Thomas is the justice most closely identified with the more energetic approach. This was especially so after his solo opinion in McDonald v. Chicago, where he joined the majority in arguing that states and localities are bound by the Constitution’s right to keep and bear arms even as he invoked the 14th Amendment’s “Privileges or Immunities” Clause as the source of the constitutional right against the states and cities. Magnet declares this to be “Thomas’s magnum opus so far.” Thomas’s opinion might be the correct reading of the law, but until we are confident in that conclusion, we should approach it warily, precisely because the 14th Amendment’s words provide little substance to guide and restrain judges. What specific rights are protected as “privileges or immunities of citizens of the United States”? That inquiry, undertaken by judges without clear textual guidelines, risks repeating the left’s experiment in legislating from the bench.
Magnet is committed to textualism. Quoting Thomas in 1996, he stresses that “we as a nation adopted a written Constitution precisely because it has a fixed meaning that does not change.” But when it comes to finding the correct, timeless, and long-lost meaning of the powerful “Privileges or Immunities” Clause that would serve as a significant limit on elected leaders in the states, Magnet is putting supreme faith in conservative judges and justices.

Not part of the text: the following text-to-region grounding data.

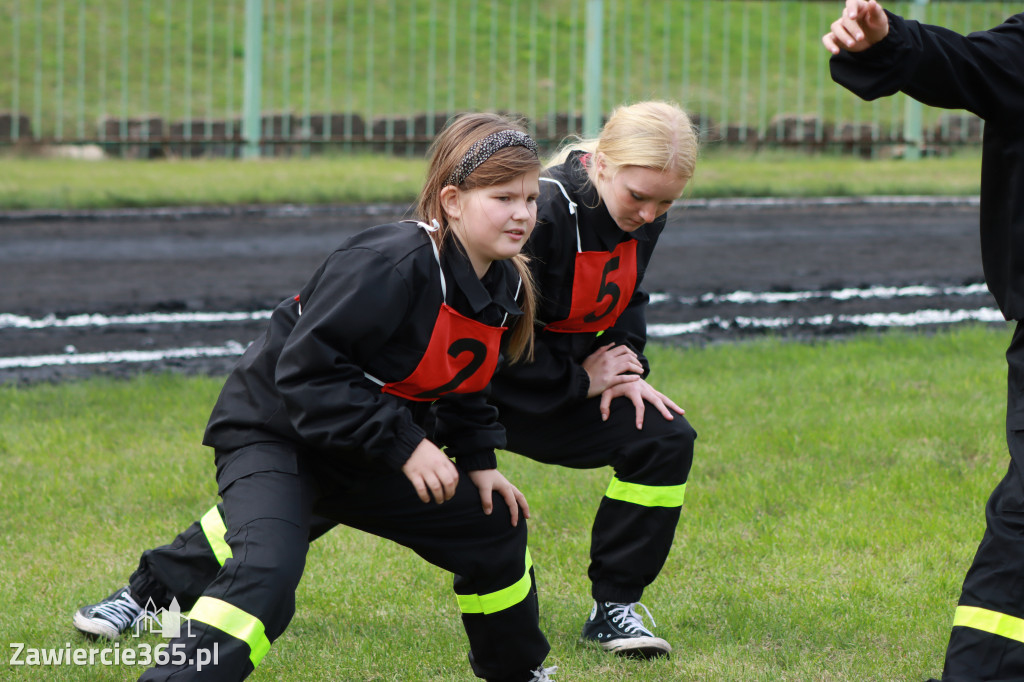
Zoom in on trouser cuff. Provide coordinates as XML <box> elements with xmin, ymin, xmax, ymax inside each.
<box><xmin>128</xmin><ymin>566</ymin><xmax>174</xmax><ymax>610</ymax></box>
<box><xmin>592</xmin><ymin>582</ymin><xmax>643</xmax><ymax>604</ymax></box>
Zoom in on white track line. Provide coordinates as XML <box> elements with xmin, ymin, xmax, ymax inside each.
<box><xmin>0</xmin><ymin>310</ymin><xmax>272</xmax><ymax>330</ymax></box>
<box><xmin>648</xmin><ymin>282</ymin><xmax>990</xmax><ymax>306</ymax></box>
<box><xmin>1</xmin><ymin>308</ymin><xmax>1008</xmax><ymax>369</ymax></box>
<box><xmin>0</xmin><ymin>342</ymin><xmax>249</xmax><ymax>369</ymax></box>
<box><xmin>2</xmin><ymin>282</ymin><xmax>992</xmax><ymax>332</ymax></box>
<box><xmin>648</xmin><ymin>306</ymin><xmax>1006</xmax><ymax>338</ymax></box>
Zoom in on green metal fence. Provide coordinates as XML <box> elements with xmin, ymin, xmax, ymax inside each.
<box><xmin>0</xmin><ymin>0</ymin><xmax>1010</xmax><ymax>157</ymax></box>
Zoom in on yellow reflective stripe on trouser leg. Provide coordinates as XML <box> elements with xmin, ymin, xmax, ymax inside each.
<box><xmin>457</xmin><ymin>549</ymin><xmax>534</xmax><ymax>615</ymax></box>
<box><xmin>188</xmin><ymin>596</ymin><xmax>272</xmax><ymax>667</ymax></box>
<box><xmin>605</xmin><ymin>475</ymin><xmax>686</xmax><ymax>508</ymax></box>
<box><xmin>200</xmin><ymin>506</ymin><xmax>233</xmax><ymax>566</ymax></box>
<box><xmin>953</xmin><ymin>605</ymin><xmax>1024</xmax><ymax>644</ymax></box>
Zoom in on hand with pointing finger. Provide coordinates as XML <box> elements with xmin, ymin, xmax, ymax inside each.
<box><xmin>822</xmin><ymin>0</ymin><xmax>890</xmax><ymax>55</ymax></box>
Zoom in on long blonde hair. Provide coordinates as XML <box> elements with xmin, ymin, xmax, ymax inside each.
<box><xmin>416</xmin><ymin>112</ymin><xmax>539</xmax><ymax>363</ymax></box>
<box><xmin>549</xmin><ymin>100</ymin><xmax>699</xmax><ymax>188</ymax></box>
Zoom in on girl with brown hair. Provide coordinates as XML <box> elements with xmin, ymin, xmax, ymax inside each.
<box><xmin>72</xmin><ymin>113</ymin><xmax>556</xmax><ymax>682</ymax></box>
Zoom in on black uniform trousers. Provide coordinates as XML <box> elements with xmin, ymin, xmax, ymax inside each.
<box><xmin>497</xmin><ymin>394</ymin><xmax>696</xmax><ymax>604</ymax></box>
<box><xmin>129</xmin><ymin>442</ymin><xmax>549</xmax><ymax>682</ymax></box>
<box><xmin>933</xmin><ymin>322</ymin><xmax>1024</xmax><ymax>681</ymax></box>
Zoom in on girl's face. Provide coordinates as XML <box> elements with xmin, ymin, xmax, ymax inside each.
<box><xmin>444</xmin><ymin>171</ymin><xmax>540</xmax><ymax>278</ymax></box>
<box><xmin>593</xmin><ymin>157</ymin><xmax>689</xmax><ymax>233</ymax></box>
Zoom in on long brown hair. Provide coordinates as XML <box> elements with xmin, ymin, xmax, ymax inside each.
<box><xmin>416</xmin><ymin>113</ymin><xmax>540</xmax><ymax>363</ymax></box>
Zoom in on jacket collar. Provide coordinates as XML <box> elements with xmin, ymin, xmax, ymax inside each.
<box><xmin>443</xmin><ymin>236</ymin><xmax>523</xmax><ymax>319</ymax></box>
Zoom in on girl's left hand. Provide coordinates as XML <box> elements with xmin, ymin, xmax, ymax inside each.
<box><xmin>600</xmin><ymin>378</ymin><xmax>685</xmax><ymax>429</ymax></box>
<box><xmin>467</xmin><ymin>469</ymin><xmax>530</xmax><ymax>527</ymax></box>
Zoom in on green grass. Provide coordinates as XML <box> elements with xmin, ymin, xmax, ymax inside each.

And therein lies the irony of casting the larger narrative of this book as one of progressive elites versus the people. Early on, Magnet contrasts a Tea Party yearning for more “democratic self-government” with a left that “likes government by experts and elites.” He warns that the latter prefers to empower “well-educated administrators and justices from the Yale and Harvard Law Schools” to “augment, correct, and sometimes nullify those broad directives made democratically by an electorate teeming with benighted deplorables.” But conservatives and libertarians who put utmost faith in judges to announce and protect other rights not clearly stated in the Constitution run the risk of making the same mistake. After all, all of the Court’s conservative justices are “well-educated . . . justices from the Yale and Harvard Law Schools.”
In the end, Magnet is right to worry that Americans (or at least Americans’ elected leaders) have ceded too much power to the parts of government least directly accountable to the people themselves—namely, to administrative bureaucracies and to courts, both of which are staffed by particular types of experts, to govern primarily through the use of those particular types of expertise.
“As the founders often cautioned,” Magnet warns, “a self-governing republic doesn’t have a governing class.” But when he further notes that “part of America’s current predicament is that it now has a permanent, unelected one, unanswerable to the people,” it is worth remembering that a federal judge’s tenure is even more permanent than a bureaucrat’s, and that a judge is even less answerable to the people than a regulator is. That is equally true for conservative and liberal judges alike.
In the end, as Magnet makes clear, Justice Thomas’s principled constitutionalism and comfortable populism make him a genuinely singular American statesman. And for precisely that reason, we should hesitate before handing dispositive political power to judges, very few of whom are Justice Thomas.